6 Comments

  1. Gender disappointment–oh, yes. My ideal family was at least two girls. (Note: “at least”–if I could have 3 or more I was quite willing to add boys into the mix.) But I didn’t meet my husband until my mid-30’s and was pushing 40 when my daughter was born. So I only managed one more, and I deliberately asked the gender during the mid-pregnancy ultrasound because if it was a boy, I knew I would be disappointed and I wanted to get that out of the way before I was dealing with a newborn. And it was indeed a boy; I mourned my second daughter for a week or so, and readjusted my thinking to welcoming a son. And he turned out to be the most wonderful little boy you could ask for. (Still is, just not little any more.)

    My daughter, like you, now has three boys of her own and badly wants a girl. I could see the disappointment in her face when I had to tell her, after the 3rd birth “it’s Noah. Yes, definitely it’s baby Noah.” She too recovered quickly and wouldn’t trade him for any number of girls, but next time she is definitely going to find out before the birth.

  2. I only have one sweet babe, but I was really convinced she was a ‘he’ up until the gender reveal! I mean, I really REALLY believed it, even though I wouldn’t admit that to anyone. So when the OB confirmed she was a SHE I just…I was in shock. I really sort of disconnected – it took me quite a while to connect to my baby again and really imagine raising a daughter.
    You’re definitely not alone!

  3. When I was pregnant with my first, I had dreams of having a daughter. I KNEW we were having a girl. My husband, however, really wanted a son and the night before the ultrasound/gender reveal, I felt the Lord say that he was giving us a son right now, instead of our girl. Sure enough, the next day we found we were having a boy. I was extremely touched that the Lord heard my husband’s heart and gave us a boy, but I honestly had to kind of grieve for our girl! Those feelings are so weird and unexpected, but they are definitely real!

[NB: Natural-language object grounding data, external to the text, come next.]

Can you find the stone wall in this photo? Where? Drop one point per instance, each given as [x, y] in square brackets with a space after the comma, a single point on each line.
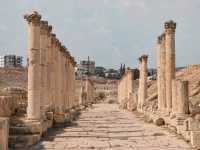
[4, 133]
[13, 102]
[126, 96]
[84, 91]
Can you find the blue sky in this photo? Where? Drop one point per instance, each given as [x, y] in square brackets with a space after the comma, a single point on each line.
[109, 31]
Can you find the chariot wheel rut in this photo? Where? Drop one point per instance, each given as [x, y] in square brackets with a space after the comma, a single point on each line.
[106, 127]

  4. I had definite gender disappointment with #2. You are definatly not alone in that. I wouldnt change him for anything in the world now tho!

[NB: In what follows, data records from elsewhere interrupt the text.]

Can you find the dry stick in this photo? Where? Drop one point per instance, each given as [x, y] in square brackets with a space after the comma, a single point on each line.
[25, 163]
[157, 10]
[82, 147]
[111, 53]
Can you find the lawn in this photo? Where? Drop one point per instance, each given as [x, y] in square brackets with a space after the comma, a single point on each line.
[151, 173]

  5. I found your blog from Jen’s 7QT link! I look forward to reading more! I have a girl and three boys all 5 and under. Our oldest son (3 1/2 yrs old) is a HANDFUL. He is branded the fear and love of toddler boys deep into my heart all at the same time and it’s quite confusing! I can totally relate to your gender disappointment!!! When we found out the gender of our little guy who was born last week I was also really disappointed. We did a huge gender reveal thing and all I wanted to do was join my 5 year old crying for a sister, but I felt like I had to put on a happy/grateful face and pretend I was excited to manage another toddler phase with a boy… I was sure it was going to be a girl. I wanted one so badly. But, now having just met our 3rd son face to face I am actually so glad we did find out the gender at 18 weeks,. I got my morning out of the way and by the time he was born both my daughter and I were genuinely excited about bringing home another brother. I’m starting to love the idea of being the “boy mom” and how fun our house will be during those teenage years. But I am definitely scared to learn what 3 boys 3 and under is going to be like for the next few years…. yikes!